If you are ready to take your program to the next level, and want to start adding strength training to your conditioning routine, see below for a basic beginner schedule. Note, that we are not prescribing this for any individual. We encourage you to work with a personal trainer or coach to develop the best plan for you, this is just a starting point.

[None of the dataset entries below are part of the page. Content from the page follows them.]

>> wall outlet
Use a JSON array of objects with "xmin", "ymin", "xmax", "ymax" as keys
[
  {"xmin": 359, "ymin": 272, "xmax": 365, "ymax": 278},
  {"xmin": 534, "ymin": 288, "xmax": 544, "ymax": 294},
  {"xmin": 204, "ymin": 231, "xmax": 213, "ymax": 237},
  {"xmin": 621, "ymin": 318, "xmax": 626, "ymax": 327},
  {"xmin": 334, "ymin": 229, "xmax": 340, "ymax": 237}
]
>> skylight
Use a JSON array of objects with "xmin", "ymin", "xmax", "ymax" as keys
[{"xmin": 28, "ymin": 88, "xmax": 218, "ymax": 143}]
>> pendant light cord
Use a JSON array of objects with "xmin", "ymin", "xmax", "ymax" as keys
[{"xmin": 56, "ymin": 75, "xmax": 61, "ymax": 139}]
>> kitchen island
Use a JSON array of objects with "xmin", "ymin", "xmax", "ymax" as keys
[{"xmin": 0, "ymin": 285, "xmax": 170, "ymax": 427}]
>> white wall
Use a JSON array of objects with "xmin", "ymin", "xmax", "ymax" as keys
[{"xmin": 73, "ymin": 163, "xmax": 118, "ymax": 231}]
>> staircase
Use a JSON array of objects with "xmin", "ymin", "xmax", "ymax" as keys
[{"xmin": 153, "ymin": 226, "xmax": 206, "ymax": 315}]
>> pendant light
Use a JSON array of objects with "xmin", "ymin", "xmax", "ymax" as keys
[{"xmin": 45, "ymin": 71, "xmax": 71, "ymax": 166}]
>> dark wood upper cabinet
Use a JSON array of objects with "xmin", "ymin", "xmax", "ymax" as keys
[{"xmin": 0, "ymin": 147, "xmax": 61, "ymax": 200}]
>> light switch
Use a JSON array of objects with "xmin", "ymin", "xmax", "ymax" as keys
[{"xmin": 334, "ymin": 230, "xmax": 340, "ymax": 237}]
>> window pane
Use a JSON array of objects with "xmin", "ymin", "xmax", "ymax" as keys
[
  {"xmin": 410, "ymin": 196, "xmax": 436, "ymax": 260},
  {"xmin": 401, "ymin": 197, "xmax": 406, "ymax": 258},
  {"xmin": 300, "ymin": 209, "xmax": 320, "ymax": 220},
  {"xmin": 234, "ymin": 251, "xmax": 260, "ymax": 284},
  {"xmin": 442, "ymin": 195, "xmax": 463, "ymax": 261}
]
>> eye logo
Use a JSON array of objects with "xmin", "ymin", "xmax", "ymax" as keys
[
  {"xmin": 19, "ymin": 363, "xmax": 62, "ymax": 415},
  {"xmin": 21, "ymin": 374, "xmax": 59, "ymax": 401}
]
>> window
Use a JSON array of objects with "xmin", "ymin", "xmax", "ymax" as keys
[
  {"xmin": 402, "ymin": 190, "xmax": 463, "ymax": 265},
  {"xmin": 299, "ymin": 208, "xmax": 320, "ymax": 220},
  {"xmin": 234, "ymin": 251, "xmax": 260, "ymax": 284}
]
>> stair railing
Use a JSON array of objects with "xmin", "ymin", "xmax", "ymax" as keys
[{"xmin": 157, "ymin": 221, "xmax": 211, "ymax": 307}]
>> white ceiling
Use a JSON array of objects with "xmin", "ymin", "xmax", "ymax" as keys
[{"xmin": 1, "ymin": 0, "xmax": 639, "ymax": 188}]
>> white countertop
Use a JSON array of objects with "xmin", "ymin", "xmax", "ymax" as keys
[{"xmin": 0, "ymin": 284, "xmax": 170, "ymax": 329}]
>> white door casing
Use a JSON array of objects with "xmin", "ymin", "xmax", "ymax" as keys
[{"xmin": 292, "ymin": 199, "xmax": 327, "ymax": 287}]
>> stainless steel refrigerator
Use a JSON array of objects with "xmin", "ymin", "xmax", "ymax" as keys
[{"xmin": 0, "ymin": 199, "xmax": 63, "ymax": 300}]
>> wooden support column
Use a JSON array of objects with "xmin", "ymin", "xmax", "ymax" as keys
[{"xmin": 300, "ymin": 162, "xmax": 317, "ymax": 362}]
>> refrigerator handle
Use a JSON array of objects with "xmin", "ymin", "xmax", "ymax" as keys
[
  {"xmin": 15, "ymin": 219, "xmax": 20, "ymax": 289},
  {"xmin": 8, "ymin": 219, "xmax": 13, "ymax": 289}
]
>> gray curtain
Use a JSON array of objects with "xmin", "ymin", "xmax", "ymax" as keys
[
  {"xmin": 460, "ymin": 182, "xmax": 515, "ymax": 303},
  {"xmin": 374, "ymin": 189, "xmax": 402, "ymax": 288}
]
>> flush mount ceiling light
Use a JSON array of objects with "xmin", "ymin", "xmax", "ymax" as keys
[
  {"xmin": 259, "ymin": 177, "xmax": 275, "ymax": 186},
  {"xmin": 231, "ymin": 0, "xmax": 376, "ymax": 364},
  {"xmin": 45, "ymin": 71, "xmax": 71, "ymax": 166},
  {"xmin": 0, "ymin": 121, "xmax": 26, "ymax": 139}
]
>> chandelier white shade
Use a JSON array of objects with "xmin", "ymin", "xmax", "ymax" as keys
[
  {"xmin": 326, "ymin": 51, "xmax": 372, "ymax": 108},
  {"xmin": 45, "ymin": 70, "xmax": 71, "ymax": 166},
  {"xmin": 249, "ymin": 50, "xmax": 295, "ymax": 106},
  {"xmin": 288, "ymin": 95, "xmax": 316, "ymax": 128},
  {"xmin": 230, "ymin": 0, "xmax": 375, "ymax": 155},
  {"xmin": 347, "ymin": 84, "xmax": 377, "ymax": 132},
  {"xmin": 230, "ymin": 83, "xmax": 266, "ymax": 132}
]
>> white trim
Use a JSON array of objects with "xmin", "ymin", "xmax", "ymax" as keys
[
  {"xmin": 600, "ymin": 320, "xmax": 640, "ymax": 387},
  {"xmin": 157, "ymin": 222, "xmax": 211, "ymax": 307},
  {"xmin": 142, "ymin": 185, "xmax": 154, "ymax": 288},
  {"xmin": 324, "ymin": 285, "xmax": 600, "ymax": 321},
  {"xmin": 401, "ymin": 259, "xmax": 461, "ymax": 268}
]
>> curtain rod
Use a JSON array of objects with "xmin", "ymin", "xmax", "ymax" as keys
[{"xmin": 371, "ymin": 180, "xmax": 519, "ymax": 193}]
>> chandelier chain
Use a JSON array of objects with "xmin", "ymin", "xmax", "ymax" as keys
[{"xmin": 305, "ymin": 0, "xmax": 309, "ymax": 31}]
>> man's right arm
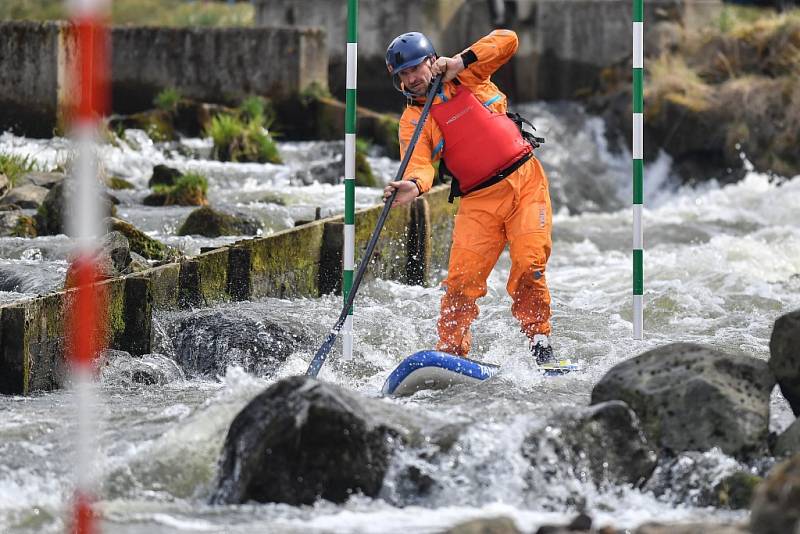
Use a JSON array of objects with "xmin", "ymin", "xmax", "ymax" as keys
[{"xmin": 398, "ymin": 110, "xmax": 436, "ymax": 194}]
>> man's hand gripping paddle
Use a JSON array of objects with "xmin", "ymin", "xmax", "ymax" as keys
[{"xmin": 305, "ymin": 75, "xmax": 443, "ymax": 378}]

A basic beginner strength training schedule can include:
Monday:
- Squats 3 sets of 8-12 reps
- Bench Press 3 sets of 8-12 reps
- Barbell Rows 3 sets of 8-12 reps
Tuesday:
- Deadlifts 3 sets of 8-12 reps
- Standing Military Press 3 sets of 8-12 reps
- Pull-Ups or Pull-Downs 3 sets of 8-12 reps
Wednesday: Rest
Thursday:
- Squats 3 sets of 8-12 reps
- Incline Bench Press 3 sets of 8-12 reps
- Dumbbell Rows 3 sets of 8-12 reps
Friday:
- Deadlifts 3 sets of 8-12 reps
- Standing Dumbbell Press 3 sets of 8-12 reps
- Pull-Ups or Pull-Downs 3 sets of 8-12 reps
Saturday and Sunday: Rest
It's important to note that this is just a basic template and can be adjusted based on your personal goals and fitness level. It's also important to warm up properly before each workout and to work with a professional trainer or coach to ensure proper form and to avoid injury.